Spring 2024 Edition @ UCF
This project is maintained by AMSUCF
For this exercise you’ll be performing an analysis of text with Voyant, a web-based digital humanities tool that can work with a wide range of textual data sources directly. After you’ve found something interesting in the analysis, take your findings into an alternative visualization using any making method that feels appropriate to you – GIF, comic, illustration, Twine, etc. As you work with Voyant and visualize the results, keep in mind:
Explore the possibilities of Voyant itself. Try the different built-in tools for visualization and textual exploration detailed below and think about this linkage, and particularly how the act of making text visual is in dialogue with our larger conversations around image-text as well as other tools for visualization we’ve considered.
Explore meaning at scale. Working with a small set of texts won’t really allow you to see compelling patterns easily: this type of exploration works best with very large datasets. Look at examples that build across novels, like the compelling work of the Datasitter’s Club visualizing all the Babysitter’s Club books across the years
Think about visualization as interpretation You can work in any materiality or format that makes sense for the visualization, from textile to comic and beyond. Document your visualization through photos, screenshots, or sharing the interactive work as appropriate to the form. It’s ok for this visualization to be rough or to use speculative data at this stage.

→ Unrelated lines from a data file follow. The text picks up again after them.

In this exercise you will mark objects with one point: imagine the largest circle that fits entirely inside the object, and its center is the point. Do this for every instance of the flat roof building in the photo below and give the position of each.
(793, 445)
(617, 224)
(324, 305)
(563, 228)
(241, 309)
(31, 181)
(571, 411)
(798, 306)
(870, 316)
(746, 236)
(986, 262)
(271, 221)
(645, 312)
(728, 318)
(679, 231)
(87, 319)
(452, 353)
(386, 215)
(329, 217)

As with our other exercises, make sure to include both a link to any digital elements as well as documentation of the process and your results from Voyant. For the experimental or material visualization, this might include sketches or iterations of your design.
Voyant offers an ease of use in the browser that makes it fast to get started. Once you’ve loaded the tool itself, there are many options to bring in texts to analyze, including pasting the URL of the text to be analyzed or upload it. Voyant produces word clouds, word frequencies, and more simple visualizations without the need to download any additional software, with the exceptions for websites that aren’t formatted initially in a way that Voyant can “read,” which might be better scraped first.
After you upload a corpus to analyze, Voyant displays five panels of information. You will now see a top row consisting of three images: a word cloud under “Cirrus,” a list of phrases under “Reader,” and a chart of relative frequencies under “Trends.” Beneath this, are two additional informational panels: “Summary” which displays the total number of documents, words, and unique word forms in the corpus as well as other length and term metrics; and “Contexts” which displays a column of the most frequent terms (for the Shakespeare corpora, the term displayed initially is “shall”) and three to five words that appear before and after that word within the texts.
From this starting point, you can further investigate their corpora by selecting other options in the tool. In the word cloud under “Cirrus,” Voyant automatically applies a list of stopwords, or words to exclude from the word cloud, these can be edited by hovering over the blue question mark next to “Links,” and clicking the blue slider symbol. This brings up editing options for the stopwords (words to exclude), white list (words to never exclude), categories, font family, and palette. Clicking “edit list” beside any of these, the user can add or remove from the list. Color palette and font options are of course more limited. The use of stopwords and the ability to edit the list is immensely useful; the researcher can remove obvious key words for a closer inspection of less obvious frequently used words. The way that Voyant seamlessly integrates the editing, as well is much more user-friendly than some other text analysis tools like Orange, which require the user to upload the entire document of stopwords.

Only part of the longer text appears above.